In order to preserve what remains of our humor, some staff have found coping mechanisms. One monologue writer told me he avoided using the words “president” and “Trump” together in his jokes for the first couple weeks of the presidency, then gradually began employing just one or the other, as it relates to presidential or personal actions. “The president threatened Nordstrom on Twitter” or “Trump is afraid of stairs.” We’ve also gotten a lot of mileage, and a lot of therapy, out of jokes describing the various things Steve Bannon smells like: old doughnuts, microwaved shellfish, etc. And one writer, striking directly at the heart of our malaise, pitched an idea where Conan, completely fatigued by the assault of breaking news, could periodically take a knee and tag other celebrities to deliver Trump jokes on his behalf.

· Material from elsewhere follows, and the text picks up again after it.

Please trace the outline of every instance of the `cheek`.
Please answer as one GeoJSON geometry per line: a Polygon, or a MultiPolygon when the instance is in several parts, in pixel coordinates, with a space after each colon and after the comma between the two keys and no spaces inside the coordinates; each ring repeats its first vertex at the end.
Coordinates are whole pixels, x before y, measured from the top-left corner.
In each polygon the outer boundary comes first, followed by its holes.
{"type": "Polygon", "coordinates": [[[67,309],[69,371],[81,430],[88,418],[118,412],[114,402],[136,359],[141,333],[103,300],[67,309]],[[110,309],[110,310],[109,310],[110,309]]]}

But the only way to achieve true escape velocity is to find a distraction that makes us so giddy that the world, with all its depressing premises, melts away. A few months ago, I emailed out an idea about a toilet-activated burrito-delivery system from Del Taco that became more intuitive as you used it, eventually allowing the user to achieve an infinite loop of delivery, consumption, and — well, you know. Another writer seized upon the idea, calling this perfect state “Delfinity.” From there it quickly spiraled out, and we turned it into the most ambitious, resource-draining toilet joke we’ve ever done. That same day, Trump accidentally shared an important piece of classified intelligence with Putin’s top diplomats. Like Delfinity, this shit never ends.